Asco. Nojo. Repulsa. Azedume. “Que desasseio é aquele que para ali vai?”. São estas as sensações que trespassam mente e corpo de quem se vê perante este sacrifício sob a forma de teledisco filantropo. Comece-se por onde se quiser, este “Dancing in the Street” é uma ode àquilo que mais sensações desagradáveis consegue provocar no ser humano. As danças, por exemplo. Em primeiro plano, Jagger a fazer uns assobios, enquanto gira com a ajuda de um varão, e a ter uns ataques epilépticos aos saltinhos, qual galinha sem cabeça. Bowie, mais pacato, lá mais atrás, com os seus “anda como um egípcio” e “moonwalking”, também aos saltinhos. Por outro lado, a monstruosidade das vestes fazem o Dia do Juízo Final parecer um feriado qualquer que calha à sexta-feira. Mick opta pela combinação explosiva, envergando camisa verde e calças roxas. Tudo numa espécie de velutina, mas naquela forma eternamente encarquilhada, que, sabe-se lá porquê, ainda se viu a cobrir bastantes indivíduos por aí há relativamente pouco tempo. David vai ainda mais longe. Opta pelo fato de leopardo. Numa primeira análise, pode parecer um fato de duas peças, de calça e camisa, tão normal como um fato de leopardo consegue ser. Mas, sinceramente, parece-me ser uma espécie de babygro mais largueirão e com um cinto só para disfarçar. Por cima deste cenário dantesco, e por causa da geada, uma gabardina em branco encardido. Por incrível que pareça, a vestimenta quase que passa que despercebida em determinados momentos. Nomeadamente aqueles em que Bowie, no cimo de umas escadas, dança com as mãos no bolsos, como se estivesse aflitinho para ir ao WC. Ou naquele saltinho em câmara lenta, e com a boca aberta, ao encontro do Mick.
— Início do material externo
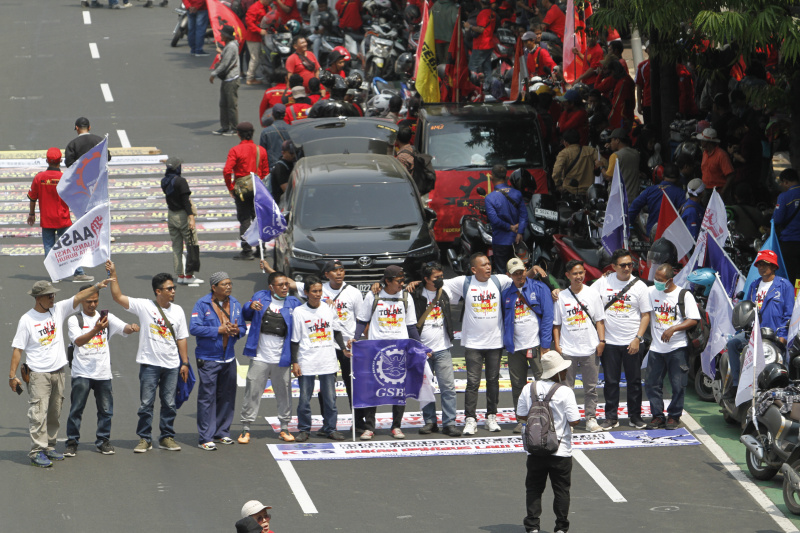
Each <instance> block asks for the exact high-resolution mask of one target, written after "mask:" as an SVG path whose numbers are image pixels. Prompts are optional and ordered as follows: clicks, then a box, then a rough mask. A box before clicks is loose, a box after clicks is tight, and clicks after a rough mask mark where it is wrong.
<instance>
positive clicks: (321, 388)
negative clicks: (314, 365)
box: [297, 374, 339, 435]
mask: <svg viewBox="0 0 800 533" xmlns="http://www.w3.org/2000/svg"><path fill="white" fill-rule="evenodd" d="M315 377H316V378H318V379H319V394H320V396H322V405H323V408H322V431H324V432H325V433H327V434H329V435H330V434H331V433H332V432H334V431H336V418H337V416H338V415H339V413H338V412H337V411H336V374H322V375H321V376H306V375H305V374H304V375H302V376H300V378H299V379H298V381H299V382H300V400H299V402H298V403H297V429H298V430H300V431H306V432H309V431H311V396H313V395H314V378H315Z"/></svg>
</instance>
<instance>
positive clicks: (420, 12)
mask: <svg viewBox="0 0 800 533" xmlns="http://www.w3.org/2000/svg"><path fill="white" fill-rule="evenodd" d="M403 19H405V21H406V22H407V23H408V24H409V25H410V26H413V25H414V24H419V23H420V21H421V20H422V13H421V12H420V10H419V8H418V7H417V6H415V5H414V4H411V5H409V6H406V8H405V9H404V10H403Z"/></svg>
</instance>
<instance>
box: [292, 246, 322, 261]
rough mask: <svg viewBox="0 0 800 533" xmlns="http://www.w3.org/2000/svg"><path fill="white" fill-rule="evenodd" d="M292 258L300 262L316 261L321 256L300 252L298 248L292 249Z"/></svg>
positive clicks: (306, 252)
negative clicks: (303, 261) (294, 258)
mask: <svg viewBox="0 0 800 533" xmlns="http://www.w3.org/2000/svg"><path fill="white" fill-rule="evenodd" d="M292 257H294V258H295V259H300V260H301V261H316V260H317V259H319V258H320V257H322V256H321V255H320V254H315V253H313V252H307V251H305V250H301V249H300V248H292Z"/></svg>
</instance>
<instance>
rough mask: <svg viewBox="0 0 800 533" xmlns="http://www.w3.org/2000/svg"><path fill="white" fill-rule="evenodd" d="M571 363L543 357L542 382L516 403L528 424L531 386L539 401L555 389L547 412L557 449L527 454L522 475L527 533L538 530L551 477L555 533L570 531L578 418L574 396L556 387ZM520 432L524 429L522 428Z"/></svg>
mask: <svg viewBox="0 0 800 533" xmlns="http://www.w3.org/2000/svg"><path fill="white" fill-rule="evenodd" d="M569 367H570V362H569V361H565V360H564V359H563V358H562V357H561V356H560V355H558V353H557V352H555V351H552V350H551V351H548V352H545V353H543V354H542V379H541V380H540V381H534V382H533V383H528V384H527V385H525V388H524V389H522V394H520V396H519V403H518V404H517V407H516V409H517V419H519V420H522V422H523V423H525V422H527V420H528V414H529V412H530V410H531V403H532V401H531V387H532V386H533V384H535V385H536V397H537V399H538V401H544V399H545V397H546V396H547V394H548V393H549V392H550V389H551V388H552V387H558V389H556V391H555V392H554V393H553V396H552V398H551V399H550V412H551V413H552V414H553V427H554V428H555V431H556V435H557V436H558V440H559V446H558V450H556V452H555V453H554V454H553V455H547V456H537V455H531V454H528V459H527V464H526V466H527V470H528V473H527V475H526V476H525V506H526V507H527V511H528V512H527V516H525V520H523V522H522V523H523V525H524V526H525V531H526V533H533V532H537V533H538V531H539V517H540V516H541V515H542V494H543V493H544V488H545V486H546V485H547V478H548V477H549V478H550V485H551V486H552V487H553V511H554V512H555V514H556V528H555V531H556V533H558V532H559V531H561V532H562V533H563V532H566V531H568V530H569V490H570V486H571V484H572V427H573V426H577V425H578V422H579V421H580V419H581V415H580V413H579V412H578V404H577V402H576V401H575V393H574V392H573V391H572V389H570V388H569V387H566V386H559V384H563V383H564V382H565V381H566V379H567V369H568V368H569ZM522 431H523V433H524V432H525V428H524V426H523V430H522Z"/></svg>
E depois temos uma proximidade bucal que, a bem dizer, passa tão despercebida como uma retroescavadora no consultório de um proctologista. É coisa para assustar, para, ainda que, e graças a Deus, a um nível metafórico, nos imaginarmos como vítimas de empalação. Quando Mick e David aproximam as bocas, é impossível o nosso corpo não se retrair, é impossível não nos engelharmos grotescamente perante tal panorama. Aquilo é de tal forma intimidador que, quando os dois músicos optam por encostar as testas, somos invadidos por uma sensação de alívio semelhante àquela que nos invade a todos quando percebemos que aquele mendigo chato, o que, em busca de uns trocos, interpela e desafia as pessoas, está do outro lado da rua. E, quando um momento em que dois homens encostam as testas de forma ternurenta tem o condão de aliviar seja o que for, é sinal que o que ficou para trás é demasiado aflitivo para haver palavras que o descrevam.

Quem viu o teledisco original da Martha & The Vandellas sabe que não é propriamente complicado parecer mais feminino que as senhoras. Afinal de contas, elas parecem irmãos do Ru Paul, mas, David e Mick, também não era preciso exagerar, caraças. Já agora, para quem não sabia, há rumores de que Jagger e Bowie teriam, em tempos, jogado ao encaixa. Eles sempre negaram. E, para contrariar rumores dessa natureza, nada melhor que um teledisco como este “Dancing in the Street”. Um teledisco que, como se viu, depois de tão específicas danças, roupagens e daquilo das bocas, ainda consegue terminar com um plano dos seus quadris. A moral da história é que este teledisco está para a imaculada heterossexualidade dos dois senhores como o rancho de Neverland está para a de Michael Jackson. E, mais de 20 anos depois, a Etiópia continua com fome, continua a protagonizar anedotas e agora até ganha menos corridas daquelas grandes. Valeu a pena?


Anonymous Anónimo said...

desconhecia a asco e o q é um "babygro", de resto esta lamentável e lastimável produção "músico-sonóra" é tudo o q tu disseste e mais, muito mais. obrigado por não me deixares dormir na próxima semana. Pobres etiopes, por isso é q estão em greve de fome(viste +uma)  


Blogger papousse said...

Diz-se lá na aldeia que o jogo do encaixa metia (literalmente) o chocolate Mars.  


Blogger J. Salinas said...

Sim, diz quem sabe que, embora o Twix acabe por satisfazer duas vezes e o Kit Kat até permita parar a meio, o Mars sempre foi o preferido quando se tratava de encaixes.